Tesla’s drama, China-based companies are listing in the U.S., and SurveyMonkey is (finally) going public
Hello and welcome back to Equity, TechCrunch’s venture capital-focused podcast where we unpack the numbers behind the headlines.
This week, we were a man down, with the excellent Alex Wilhelm of Crunchbase News on a vacation that someone seems to have sanctioned, though it was not us, as we don’t believe in vacations. (Wilhelm, get back here.) We did, happily, have the very knowledgeable Kirsten Korosec of TechCrunch join us on the line; we were also joined by this week’s personable in-studio guest: Lauren Kolodny, a partner at the San Francisco-based, early-stage venture firm Aspect Ventures.
It was the perfect mix to talk about car makers and more car makers, including Tesla and CEO Elon Musk’s seemingly ill-planned plans to take the publicly traded company private, then vacillating a bit before changing his mind again, much to the chagrin of his board, the company’s shareholders, and poor Kirsten, who was trying to enjoy her evening last Friday when Musk decided (for now) to leave well enough alone and drop the whole cockamamie idea of switching out Tesla’s investor base.
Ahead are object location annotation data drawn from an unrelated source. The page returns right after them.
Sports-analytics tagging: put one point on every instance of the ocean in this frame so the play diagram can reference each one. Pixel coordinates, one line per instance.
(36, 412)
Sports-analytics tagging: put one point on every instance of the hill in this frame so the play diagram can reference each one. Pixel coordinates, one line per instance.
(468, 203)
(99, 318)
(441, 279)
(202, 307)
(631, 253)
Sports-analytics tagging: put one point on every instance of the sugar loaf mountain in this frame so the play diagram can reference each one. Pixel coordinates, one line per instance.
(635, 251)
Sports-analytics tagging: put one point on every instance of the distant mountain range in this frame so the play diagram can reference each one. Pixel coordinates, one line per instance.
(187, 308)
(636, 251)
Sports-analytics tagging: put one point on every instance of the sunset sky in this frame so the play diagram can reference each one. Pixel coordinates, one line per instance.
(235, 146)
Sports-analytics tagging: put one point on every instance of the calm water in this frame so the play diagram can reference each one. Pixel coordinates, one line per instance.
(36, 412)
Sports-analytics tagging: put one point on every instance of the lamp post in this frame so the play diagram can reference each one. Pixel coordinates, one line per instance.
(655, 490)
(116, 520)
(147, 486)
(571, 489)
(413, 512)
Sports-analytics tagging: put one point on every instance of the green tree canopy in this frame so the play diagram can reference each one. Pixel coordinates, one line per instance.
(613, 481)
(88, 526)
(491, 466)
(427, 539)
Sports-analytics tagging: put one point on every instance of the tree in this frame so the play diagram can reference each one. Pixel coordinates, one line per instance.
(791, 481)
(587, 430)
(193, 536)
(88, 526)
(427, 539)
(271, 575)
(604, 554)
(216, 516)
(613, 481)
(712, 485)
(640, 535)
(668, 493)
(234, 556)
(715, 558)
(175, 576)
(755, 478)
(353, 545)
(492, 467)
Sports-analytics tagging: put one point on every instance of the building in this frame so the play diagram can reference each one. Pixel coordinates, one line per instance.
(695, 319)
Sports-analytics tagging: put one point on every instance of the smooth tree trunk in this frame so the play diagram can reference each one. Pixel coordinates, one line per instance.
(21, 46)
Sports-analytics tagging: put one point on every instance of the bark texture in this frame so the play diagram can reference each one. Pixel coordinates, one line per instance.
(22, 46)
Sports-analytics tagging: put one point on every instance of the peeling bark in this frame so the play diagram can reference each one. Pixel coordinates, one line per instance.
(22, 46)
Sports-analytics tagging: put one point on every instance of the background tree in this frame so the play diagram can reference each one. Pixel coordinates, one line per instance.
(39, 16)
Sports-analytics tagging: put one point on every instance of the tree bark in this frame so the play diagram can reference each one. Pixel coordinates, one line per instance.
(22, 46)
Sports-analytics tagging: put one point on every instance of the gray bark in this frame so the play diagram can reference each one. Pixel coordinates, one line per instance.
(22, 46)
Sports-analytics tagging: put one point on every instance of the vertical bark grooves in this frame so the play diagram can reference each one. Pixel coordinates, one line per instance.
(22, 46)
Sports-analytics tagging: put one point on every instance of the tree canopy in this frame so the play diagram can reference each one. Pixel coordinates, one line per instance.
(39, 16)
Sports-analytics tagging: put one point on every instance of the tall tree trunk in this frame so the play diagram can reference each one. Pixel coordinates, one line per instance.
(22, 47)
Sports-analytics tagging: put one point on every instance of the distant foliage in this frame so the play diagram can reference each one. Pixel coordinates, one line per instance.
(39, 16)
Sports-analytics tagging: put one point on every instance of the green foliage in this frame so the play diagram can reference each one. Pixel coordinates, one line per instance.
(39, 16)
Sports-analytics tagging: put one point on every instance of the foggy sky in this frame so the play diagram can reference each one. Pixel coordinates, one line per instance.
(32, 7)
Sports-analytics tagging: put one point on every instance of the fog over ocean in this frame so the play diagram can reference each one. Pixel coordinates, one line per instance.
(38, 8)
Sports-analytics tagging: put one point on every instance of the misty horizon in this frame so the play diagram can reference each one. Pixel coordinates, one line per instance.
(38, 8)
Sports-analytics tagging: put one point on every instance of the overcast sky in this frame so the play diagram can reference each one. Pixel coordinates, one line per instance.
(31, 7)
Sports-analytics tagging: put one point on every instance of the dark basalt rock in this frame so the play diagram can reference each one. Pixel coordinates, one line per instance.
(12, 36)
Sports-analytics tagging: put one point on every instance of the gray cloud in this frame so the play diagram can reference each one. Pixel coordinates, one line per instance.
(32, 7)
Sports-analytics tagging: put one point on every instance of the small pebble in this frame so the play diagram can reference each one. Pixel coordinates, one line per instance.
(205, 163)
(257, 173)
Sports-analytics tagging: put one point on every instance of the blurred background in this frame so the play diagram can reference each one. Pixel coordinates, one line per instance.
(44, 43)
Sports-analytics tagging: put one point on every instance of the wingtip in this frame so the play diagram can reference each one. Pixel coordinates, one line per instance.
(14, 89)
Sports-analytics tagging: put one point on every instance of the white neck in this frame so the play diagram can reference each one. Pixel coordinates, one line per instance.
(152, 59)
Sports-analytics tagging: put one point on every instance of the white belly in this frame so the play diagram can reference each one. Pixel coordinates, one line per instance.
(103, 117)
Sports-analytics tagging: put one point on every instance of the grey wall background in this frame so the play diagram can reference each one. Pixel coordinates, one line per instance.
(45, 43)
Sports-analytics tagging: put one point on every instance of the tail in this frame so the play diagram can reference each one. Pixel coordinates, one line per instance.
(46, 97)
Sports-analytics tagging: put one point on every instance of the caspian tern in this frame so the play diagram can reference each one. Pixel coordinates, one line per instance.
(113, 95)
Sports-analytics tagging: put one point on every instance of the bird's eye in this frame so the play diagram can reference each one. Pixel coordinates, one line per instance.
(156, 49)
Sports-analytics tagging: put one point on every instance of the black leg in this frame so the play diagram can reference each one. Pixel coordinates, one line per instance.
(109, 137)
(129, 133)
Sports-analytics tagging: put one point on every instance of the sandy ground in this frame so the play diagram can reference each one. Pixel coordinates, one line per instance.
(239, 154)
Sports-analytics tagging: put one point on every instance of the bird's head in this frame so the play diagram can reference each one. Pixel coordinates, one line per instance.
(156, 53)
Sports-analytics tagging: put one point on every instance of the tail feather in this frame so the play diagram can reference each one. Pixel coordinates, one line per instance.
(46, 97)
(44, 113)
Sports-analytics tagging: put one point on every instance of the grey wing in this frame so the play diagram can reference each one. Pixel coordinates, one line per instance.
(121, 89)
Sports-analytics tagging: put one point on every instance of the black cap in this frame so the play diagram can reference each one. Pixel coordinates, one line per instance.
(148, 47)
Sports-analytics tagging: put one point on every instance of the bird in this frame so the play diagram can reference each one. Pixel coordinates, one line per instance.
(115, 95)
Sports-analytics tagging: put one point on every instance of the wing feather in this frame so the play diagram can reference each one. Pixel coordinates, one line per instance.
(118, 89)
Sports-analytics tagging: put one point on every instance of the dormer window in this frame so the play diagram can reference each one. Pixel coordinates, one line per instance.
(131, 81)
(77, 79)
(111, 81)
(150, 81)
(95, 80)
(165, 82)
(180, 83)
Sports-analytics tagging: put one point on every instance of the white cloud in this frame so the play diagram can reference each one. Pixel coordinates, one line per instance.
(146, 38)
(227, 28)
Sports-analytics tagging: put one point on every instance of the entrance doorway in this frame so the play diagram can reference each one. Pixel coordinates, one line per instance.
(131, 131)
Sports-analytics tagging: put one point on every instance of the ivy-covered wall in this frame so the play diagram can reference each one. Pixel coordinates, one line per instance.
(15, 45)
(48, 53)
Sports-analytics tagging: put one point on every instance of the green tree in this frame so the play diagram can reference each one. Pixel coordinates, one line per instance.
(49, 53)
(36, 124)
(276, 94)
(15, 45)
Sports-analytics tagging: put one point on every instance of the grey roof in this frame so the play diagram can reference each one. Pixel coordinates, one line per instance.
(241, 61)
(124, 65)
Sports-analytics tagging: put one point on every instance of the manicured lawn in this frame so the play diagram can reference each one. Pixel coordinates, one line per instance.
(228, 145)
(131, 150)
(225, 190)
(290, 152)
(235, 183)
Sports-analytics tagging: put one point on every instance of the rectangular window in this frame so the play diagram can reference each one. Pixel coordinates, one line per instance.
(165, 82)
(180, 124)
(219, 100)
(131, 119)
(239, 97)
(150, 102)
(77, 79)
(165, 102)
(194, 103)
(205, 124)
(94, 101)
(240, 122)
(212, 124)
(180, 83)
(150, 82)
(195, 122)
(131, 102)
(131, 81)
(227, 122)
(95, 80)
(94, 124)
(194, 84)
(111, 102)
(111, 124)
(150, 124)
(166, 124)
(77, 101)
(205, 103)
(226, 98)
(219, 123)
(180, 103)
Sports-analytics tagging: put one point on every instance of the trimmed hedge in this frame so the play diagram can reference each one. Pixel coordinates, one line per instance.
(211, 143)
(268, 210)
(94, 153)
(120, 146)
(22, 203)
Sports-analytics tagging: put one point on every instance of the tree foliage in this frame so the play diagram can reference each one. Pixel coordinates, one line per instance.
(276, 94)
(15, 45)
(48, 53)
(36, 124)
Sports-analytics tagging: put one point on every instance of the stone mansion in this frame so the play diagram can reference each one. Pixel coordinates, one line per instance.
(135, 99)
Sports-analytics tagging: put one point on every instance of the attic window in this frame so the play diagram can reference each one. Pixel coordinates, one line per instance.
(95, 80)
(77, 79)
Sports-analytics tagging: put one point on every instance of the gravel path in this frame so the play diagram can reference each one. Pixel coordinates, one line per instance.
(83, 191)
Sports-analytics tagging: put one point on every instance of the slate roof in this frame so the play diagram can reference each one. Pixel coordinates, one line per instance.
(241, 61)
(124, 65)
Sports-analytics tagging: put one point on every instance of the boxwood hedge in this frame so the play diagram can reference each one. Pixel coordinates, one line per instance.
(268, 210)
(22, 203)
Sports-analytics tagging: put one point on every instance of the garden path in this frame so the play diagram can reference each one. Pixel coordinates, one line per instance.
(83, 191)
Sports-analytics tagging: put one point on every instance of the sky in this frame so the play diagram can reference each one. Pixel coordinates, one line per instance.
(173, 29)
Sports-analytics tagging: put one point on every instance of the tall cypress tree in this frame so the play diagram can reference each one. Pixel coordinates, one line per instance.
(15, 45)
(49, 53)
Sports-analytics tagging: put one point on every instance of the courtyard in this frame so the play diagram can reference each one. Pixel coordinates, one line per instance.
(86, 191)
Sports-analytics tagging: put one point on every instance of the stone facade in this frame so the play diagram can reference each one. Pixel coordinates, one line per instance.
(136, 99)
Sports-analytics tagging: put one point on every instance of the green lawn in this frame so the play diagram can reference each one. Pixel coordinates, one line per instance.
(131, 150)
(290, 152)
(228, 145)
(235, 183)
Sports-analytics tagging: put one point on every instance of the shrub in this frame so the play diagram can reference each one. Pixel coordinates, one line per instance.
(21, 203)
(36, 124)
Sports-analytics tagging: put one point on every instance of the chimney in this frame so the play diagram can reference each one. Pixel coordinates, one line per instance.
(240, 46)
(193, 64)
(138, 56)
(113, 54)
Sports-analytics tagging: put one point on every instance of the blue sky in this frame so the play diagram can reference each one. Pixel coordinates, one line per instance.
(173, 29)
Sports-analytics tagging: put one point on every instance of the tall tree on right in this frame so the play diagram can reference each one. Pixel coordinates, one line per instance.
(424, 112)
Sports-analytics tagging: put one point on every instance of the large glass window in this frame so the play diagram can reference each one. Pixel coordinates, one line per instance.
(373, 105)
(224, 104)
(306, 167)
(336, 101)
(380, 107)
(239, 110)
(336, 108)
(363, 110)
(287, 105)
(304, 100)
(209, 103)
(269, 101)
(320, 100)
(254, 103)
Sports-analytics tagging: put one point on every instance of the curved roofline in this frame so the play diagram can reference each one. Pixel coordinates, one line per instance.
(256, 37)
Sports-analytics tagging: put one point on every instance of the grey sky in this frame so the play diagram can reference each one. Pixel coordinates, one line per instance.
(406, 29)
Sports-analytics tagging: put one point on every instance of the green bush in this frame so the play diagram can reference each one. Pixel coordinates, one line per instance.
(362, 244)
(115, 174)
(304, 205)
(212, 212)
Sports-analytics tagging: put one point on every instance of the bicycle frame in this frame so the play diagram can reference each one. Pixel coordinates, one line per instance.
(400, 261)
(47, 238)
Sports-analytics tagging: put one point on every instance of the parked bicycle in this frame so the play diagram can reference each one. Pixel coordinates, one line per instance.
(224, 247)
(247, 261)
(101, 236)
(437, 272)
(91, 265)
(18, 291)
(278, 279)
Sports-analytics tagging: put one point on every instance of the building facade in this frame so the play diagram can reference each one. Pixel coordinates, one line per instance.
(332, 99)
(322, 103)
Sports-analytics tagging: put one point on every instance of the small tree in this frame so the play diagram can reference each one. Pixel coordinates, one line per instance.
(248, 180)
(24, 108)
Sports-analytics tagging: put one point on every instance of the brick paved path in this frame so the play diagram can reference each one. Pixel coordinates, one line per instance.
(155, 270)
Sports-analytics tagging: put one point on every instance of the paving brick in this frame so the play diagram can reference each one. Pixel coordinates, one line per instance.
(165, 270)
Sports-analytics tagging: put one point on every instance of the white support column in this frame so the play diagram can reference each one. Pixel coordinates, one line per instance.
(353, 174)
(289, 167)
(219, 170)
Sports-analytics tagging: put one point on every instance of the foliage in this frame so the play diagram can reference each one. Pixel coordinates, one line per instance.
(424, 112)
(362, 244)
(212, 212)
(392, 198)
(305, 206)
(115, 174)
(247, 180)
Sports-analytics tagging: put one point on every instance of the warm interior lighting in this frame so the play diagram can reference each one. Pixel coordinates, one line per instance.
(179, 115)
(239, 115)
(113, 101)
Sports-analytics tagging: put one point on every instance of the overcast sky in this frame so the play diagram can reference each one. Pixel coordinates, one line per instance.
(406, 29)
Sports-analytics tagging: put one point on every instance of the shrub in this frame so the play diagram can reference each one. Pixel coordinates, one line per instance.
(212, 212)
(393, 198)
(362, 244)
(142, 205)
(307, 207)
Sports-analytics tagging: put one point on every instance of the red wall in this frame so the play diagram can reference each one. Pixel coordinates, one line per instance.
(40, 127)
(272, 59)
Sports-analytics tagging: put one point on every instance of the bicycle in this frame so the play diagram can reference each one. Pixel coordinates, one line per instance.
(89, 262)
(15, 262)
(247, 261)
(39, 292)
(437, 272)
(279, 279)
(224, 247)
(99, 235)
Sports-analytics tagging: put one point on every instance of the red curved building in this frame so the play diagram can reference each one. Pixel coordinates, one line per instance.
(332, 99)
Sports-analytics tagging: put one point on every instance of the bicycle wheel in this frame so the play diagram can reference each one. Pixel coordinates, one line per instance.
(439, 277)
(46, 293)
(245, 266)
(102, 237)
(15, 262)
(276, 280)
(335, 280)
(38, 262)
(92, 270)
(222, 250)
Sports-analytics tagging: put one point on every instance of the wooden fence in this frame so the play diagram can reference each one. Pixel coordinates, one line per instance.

We also talked about Toyota’s announcement this week that it’s sinking $500 million into Uber and forming an intriguing if confusing driverless-car pact in the process. And we lingered on Nio, a four-year-old, Shanghai-based electric car vehicle that, if it has its way, will begin trading on the New York Stock Exchange in roughly two weeks — even though it only made $7 million in the first half of this year and reported a net loss of $503 million. Who’s counting, though? Not U.S. investors, it hopes.
Speaking of IPOs, we knew we’d be remiss not to talk about the IPO filing this week of SurveyMonkey, a now 19-year-old, San Mateo, Ca., company that’s beloved by both personal and business users of its analytical tools and surveys, but which is still not making money, owing in part to expensive debt that the company is currently servicing (and will pay down using its IPO proceeds). Will public shareholders embrace the company, which was last valued at $2 billion during its last private round in 2014 but whose value has subsequently been marked down by fully 25 percent since by fund manager Fidelity? Stay tuned!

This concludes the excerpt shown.